当前位置:网站首页>Informatics Orsay all in one 1339: [example 3-4] find the post order traversal | Valley p1827 [usaco3.4] American Heritage
Informatics Orsay all in one 1339: [example 3-4] find the post order traversal | Valley p1827 [usaco3.4] American Heritage
2022-07-05 20:18:00 【Jun Yi_ noip】
【 Topic link 】
ybt 1339:【 example 3-4】 To find the subsequent traversal
Luogu P1827 [USACO3.4] American blood American Heritage
Both questions are known preorder and middle order ergodic sequences , Find the postorder traversal sequence
The difference for :【ybt 1339】 First enter the preorder traversal sequence , Then enter the middle order traversal sequence .【 Luogu P1827】 First enter the middle order traversal sequence , Then enter the preorder traversal sequence .
【 Topic test site 】
1. Binary tree
We know the antecedent 、 Middle order side path sequence , Find the postorder traversal sequence
【 Their thinking 】
solution 1:
Suppose the input middle order traversal sequence is :DBAECH, The preorder traversal sequence is ABDCEF. Take this input as an example to discuss the solution of the problem .

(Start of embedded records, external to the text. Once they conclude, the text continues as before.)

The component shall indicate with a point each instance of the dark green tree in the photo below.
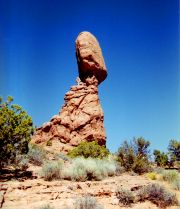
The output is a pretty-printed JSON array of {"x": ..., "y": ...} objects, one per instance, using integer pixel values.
[
  {"x": 161, "y": 158},
  {"x": 134, "y": 155},
  {"x": 16, "y": 128}
]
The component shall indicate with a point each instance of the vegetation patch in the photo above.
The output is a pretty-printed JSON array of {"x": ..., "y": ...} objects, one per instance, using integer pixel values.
[
  {"x": 89, "y": 149},
  {"x": 80, "y": 169},
  {"x": 87, "y": 202},
  {"x": 52, "y": 171},
  {"x": 125, "y": 197},
  {"x": 170, "y": 175},
  {"x": 158, "y": 195},
  {"x": 152, "y": 176},
  {"x": 36, "y": 155},
  {"x": 16, "y": 128},
  {"x": 134, "y": 155}
]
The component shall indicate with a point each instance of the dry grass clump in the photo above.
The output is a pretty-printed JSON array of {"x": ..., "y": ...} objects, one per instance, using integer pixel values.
[
  {"x": 125, "y": 197},
  {"x": 87, "y": 202},
  {"x": 152, "y": 176},
  {"x": 36, "y": 154},
  {"x": 176, "y": 184},
  {"x": 80, "y": 169},
  {"x": 170, "y": 175},
  {"x": 158, "y": 195}
]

The current problem to be solved is : We know the antecedent 、 Middle order traversal sequence , Building a binary tree .
- First, the first letter in the preorder traversal is the value of the root node of the tree (A).
- Then find the root node value in the middle order traversal sequence (A) The location of , The sequence to the left of the root value (DB) Is the middle order traversal sequence of the left subtree of the root node . The sequence to the right of the root value (ECF) Is the middle order traversal sequence of the right subtree of the root node .
- In the preorder traversal sequence, the length of the sequence traversed according to the order in the left subtree , Find the preorder traversal sequence of the left subtree (BD), And the preorder traversal sequence of the right subtree (CEF).
- Recursively call “ Known preorder in order traversal sequence to find binary tree ” Function of . Now we know the left subtree of the root node 、 Preorder of right subtree 、 Middle order traversal sequence , Then the left subtree and right subtree of the root node can be constructed ( Building subtrees is relative to building A A tree that is the root node , It's a small-scale problem , When solving large-scale problems recursively , The solution of the small-scale problem is considered to be known )
- With A Is the root node , Connect the constructed left and right subtrees , That is, the construction of the tree is completed .
Next, do post order traversal of this tree , You can get the post order traversal sequence of the tree .
How to write it 1: Use character array
Enter the sequence of first order traversal to s_pre, Middle order traversal sequence to character array s_in.
function createTree Need to ml,mr,pl,pr, Meaning for : By a priori sequence s_pre[pl]~s_pre[pr]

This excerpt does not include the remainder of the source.